Comicbook.com drops the bombshell that has actually been hinted at for as far as a couple years or so earlier, the PBS animated series “Arthur” is coming to an end after 25 seasons and about as many years in broadcast. The kicker was that the finish was a done deal back in 2018 or so. This was revealed by the show’s writer Kathy Waugh, on the podcast “Finding DW” hosted by voice actor and former “Arthur” voice cast member Jason Szwimer. “Arthur is no longer in production,” Waugh said in the reveal. “We had our wrap party two years ago.”

The news was confirmed by “Arthur” executive producer Carol Greenwald.

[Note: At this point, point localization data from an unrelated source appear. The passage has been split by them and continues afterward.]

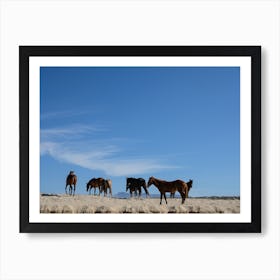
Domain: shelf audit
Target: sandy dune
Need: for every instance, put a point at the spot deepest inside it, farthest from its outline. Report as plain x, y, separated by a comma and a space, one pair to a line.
51, 203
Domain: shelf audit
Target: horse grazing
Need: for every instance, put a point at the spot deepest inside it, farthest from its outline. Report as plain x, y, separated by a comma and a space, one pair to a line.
172, 187
96, 183
172, 194
71, 180
107, 186
134, 185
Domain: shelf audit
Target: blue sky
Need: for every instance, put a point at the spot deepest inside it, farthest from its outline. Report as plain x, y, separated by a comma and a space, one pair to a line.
116, 122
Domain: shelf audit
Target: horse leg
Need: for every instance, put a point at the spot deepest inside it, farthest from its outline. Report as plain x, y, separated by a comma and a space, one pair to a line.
165, 197
183, 195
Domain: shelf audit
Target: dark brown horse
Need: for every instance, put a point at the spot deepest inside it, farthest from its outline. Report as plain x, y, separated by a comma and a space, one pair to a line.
172, 187
107, 187
172, 194
71, 180
96, 183
135, 184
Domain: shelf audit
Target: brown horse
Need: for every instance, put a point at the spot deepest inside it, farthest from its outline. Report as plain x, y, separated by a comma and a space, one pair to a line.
172, 187
96, 184
71, 180
107, 186
172, 194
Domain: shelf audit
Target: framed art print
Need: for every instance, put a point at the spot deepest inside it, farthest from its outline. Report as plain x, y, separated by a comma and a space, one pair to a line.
140, 138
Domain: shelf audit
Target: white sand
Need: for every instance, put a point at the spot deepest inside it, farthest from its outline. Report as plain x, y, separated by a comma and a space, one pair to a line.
100, 204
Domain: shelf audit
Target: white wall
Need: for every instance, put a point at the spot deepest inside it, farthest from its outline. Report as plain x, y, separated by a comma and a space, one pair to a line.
139, 256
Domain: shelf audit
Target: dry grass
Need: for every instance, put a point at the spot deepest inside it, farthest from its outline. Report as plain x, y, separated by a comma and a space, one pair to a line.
98, 204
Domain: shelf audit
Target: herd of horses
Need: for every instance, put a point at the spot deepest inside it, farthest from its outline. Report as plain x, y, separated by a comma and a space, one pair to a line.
133, 185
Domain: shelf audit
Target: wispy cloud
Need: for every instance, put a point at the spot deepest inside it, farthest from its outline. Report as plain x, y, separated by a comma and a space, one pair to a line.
95, 155
64, 114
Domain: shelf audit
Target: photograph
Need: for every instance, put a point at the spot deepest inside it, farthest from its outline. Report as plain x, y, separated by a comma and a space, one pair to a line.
139, 140
135, 137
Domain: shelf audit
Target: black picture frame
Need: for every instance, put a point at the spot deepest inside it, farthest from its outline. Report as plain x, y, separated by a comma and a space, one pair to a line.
253, 52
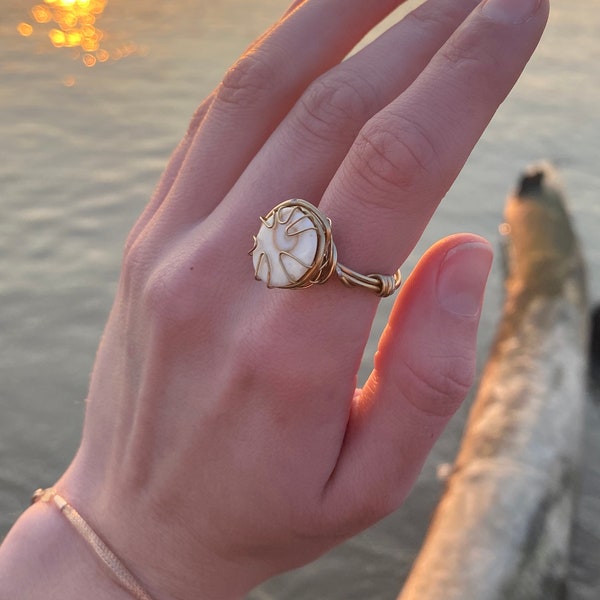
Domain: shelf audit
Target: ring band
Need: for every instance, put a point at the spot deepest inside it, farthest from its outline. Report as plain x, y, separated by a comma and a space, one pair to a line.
294, 249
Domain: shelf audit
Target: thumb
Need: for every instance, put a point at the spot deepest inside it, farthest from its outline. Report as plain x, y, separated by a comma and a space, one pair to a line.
424, 368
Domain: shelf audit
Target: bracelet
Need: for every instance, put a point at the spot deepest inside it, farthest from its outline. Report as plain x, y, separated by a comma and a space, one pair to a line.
106, 555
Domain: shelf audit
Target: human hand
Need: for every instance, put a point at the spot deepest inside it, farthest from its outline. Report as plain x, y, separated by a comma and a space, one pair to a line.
223, 420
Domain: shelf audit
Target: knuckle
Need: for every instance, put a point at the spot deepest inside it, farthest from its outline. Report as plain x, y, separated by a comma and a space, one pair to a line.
459, 54
332, 106
247, 80
438, 391
398, 155
166, 299
137, 259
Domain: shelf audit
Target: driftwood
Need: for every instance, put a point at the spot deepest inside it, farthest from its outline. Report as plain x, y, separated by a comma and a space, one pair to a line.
502, 528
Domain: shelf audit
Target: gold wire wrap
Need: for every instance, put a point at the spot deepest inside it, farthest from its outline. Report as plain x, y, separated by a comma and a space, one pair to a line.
124, 577
325, 261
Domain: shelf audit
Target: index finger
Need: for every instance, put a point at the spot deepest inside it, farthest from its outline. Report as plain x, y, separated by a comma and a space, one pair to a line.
407, 156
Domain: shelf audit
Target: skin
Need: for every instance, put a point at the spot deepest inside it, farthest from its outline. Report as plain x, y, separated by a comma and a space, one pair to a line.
225, 440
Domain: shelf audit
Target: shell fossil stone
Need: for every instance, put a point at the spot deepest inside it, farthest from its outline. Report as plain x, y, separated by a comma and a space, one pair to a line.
293, 248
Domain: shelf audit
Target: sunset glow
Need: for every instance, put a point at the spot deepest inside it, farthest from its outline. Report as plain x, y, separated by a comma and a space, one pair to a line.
73, 24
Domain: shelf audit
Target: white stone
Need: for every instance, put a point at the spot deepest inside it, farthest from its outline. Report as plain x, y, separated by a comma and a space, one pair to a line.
285, 248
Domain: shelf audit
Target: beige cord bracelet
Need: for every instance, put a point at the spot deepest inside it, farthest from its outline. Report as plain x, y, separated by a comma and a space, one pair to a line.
106, 555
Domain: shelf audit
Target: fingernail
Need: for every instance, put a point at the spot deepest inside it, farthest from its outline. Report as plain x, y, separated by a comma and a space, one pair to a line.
462, 278
510, 12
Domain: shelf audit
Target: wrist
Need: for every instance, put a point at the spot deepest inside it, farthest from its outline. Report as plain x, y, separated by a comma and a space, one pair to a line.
43, 552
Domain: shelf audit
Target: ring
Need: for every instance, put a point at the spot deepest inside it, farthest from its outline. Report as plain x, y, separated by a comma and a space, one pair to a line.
294, 249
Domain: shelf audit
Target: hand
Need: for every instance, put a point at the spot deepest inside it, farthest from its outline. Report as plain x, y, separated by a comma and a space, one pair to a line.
224, 439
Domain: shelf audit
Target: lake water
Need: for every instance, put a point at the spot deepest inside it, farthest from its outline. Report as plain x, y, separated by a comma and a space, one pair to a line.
81, 149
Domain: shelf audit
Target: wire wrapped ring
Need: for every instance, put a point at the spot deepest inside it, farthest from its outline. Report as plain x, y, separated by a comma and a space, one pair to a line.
294, 249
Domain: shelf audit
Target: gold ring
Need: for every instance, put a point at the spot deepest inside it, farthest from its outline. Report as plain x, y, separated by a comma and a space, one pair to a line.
294, 249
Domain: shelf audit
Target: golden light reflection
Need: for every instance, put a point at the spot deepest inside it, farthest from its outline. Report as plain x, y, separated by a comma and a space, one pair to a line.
72, 24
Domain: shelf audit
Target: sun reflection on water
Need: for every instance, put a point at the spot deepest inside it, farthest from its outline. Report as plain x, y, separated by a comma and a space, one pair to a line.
73, 24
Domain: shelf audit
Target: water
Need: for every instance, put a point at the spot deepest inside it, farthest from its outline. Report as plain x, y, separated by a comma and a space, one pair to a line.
81, 151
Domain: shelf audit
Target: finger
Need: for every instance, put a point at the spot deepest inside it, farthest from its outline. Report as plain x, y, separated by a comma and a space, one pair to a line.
322, 126
407, 156
423, 369
170, 173
259, 90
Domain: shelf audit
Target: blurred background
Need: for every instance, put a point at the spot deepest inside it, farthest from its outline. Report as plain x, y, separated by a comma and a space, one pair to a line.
94, 95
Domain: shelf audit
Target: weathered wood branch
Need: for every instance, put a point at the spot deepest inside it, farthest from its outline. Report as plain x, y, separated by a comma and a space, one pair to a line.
501, 530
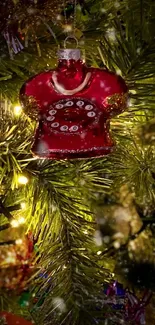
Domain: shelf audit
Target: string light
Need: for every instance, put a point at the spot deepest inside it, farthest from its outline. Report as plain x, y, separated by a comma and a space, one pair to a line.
21, 220
23, 205
99, 252
17, 110
14, 223
19, 241
22, 180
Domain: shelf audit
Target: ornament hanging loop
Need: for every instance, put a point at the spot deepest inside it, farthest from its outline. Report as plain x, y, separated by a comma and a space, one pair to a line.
70, 37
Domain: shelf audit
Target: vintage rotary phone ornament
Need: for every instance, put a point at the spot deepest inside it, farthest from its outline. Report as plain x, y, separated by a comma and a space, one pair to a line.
73, 104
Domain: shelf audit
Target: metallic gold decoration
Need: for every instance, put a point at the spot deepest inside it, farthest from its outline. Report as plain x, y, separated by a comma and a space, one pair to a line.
116, 103
30, 107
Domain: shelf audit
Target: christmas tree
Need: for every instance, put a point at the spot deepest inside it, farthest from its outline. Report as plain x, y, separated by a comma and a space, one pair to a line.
71, 228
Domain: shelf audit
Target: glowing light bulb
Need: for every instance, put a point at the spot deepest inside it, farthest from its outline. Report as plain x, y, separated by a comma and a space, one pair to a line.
14, 223
23, 205
21, 220
22, 180
19, 241
17, 110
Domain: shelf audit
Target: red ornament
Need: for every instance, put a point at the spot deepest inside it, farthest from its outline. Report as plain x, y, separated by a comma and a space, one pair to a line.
74, 104
13, 319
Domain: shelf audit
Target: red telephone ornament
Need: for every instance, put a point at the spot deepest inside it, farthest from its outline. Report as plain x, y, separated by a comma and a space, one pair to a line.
74, 104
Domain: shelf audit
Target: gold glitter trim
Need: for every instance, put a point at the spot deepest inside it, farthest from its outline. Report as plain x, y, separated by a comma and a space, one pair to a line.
30, 107
117, 102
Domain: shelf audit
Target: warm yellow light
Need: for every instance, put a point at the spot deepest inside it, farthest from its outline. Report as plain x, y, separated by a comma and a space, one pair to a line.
23, 205
22, 180
17, 110
21, 220
14, 223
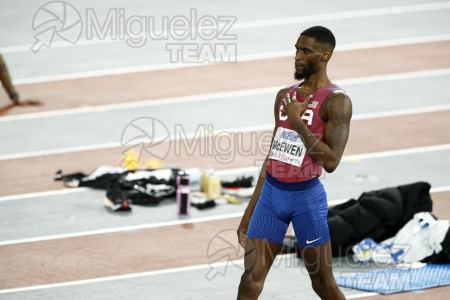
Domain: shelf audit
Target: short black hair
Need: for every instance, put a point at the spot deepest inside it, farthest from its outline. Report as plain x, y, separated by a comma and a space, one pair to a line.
321, 35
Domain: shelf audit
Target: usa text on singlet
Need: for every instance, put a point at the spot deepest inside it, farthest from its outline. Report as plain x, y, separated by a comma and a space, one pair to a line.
289, 160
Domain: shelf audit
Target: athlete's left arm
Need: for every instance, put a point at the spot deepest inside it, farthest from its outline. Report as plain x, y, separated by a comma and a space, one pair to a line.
328, 152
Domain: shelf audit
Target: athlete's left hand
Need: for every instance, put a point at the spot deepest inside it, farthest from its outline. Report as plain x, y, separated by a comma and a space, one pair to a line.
295, 109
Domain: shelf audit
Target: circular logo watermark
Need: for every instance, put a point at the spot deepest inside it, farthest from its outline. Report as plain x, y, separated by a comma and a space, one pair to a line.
145, 135
56, 18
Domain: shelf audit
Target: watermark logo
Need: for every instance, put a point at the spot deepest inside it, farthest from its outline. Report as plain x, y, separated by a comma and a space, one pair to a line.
190, 38
56, 18
142, 136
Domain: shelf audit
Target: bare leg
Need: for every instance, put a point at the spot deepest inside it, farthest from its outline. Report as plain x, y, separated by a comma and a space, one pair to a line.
259, 256
319, 265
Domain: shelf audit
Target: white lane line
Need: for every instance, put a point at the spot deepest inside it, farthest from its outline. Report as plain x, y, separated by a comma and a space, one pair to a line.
212, 266
406, 151
217, 266
133, 228
44, 194
346, 15
240, 58
123, 277
213, 96
363, 295
395, 10
266, 127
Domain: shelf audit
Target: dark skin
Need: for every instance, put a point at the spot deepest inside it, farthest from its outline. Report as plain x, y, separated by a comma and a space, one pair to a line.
311, 64
5, 79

IGN has it that Greenwald has charted the broadcast schedule for the series, with season 25 set to premiere on PBS in October of 2021. Once that is run through, there will be no more new episodes of “Arthur,” but the series with its multiple seasons will continue to rerun on the public broadcaster’s separate PBS Kids network. By this past Monday and Tuesday, July 26-27, social media denizens who grew up in the 1990s with “Arthur” have begun expressing their dismay at the quiet cancellation of the show, which they equate to the ending of a children’s TV era.

While primarily a child-focused animated series, “Arthur” was beloved by a wider demographic for its willingness to tackle a wide variety of subjects about childhood and life in general. Episodes of its many series have touched on subjects ranging from age-appropriate problems like bed-wetting, to all-ages issues like bullying, health problems like asthma or cancer, and even LGBT topics. The show also featured celebrity guests, sometimes voicing animated anthropomorphic animal versions of themselves like the late Mister Fred Rogers or the Backstreet Boys. Suffice to say, “Arthur” will be missed when it ends; but until then, what a wonderful kind of day for the fans.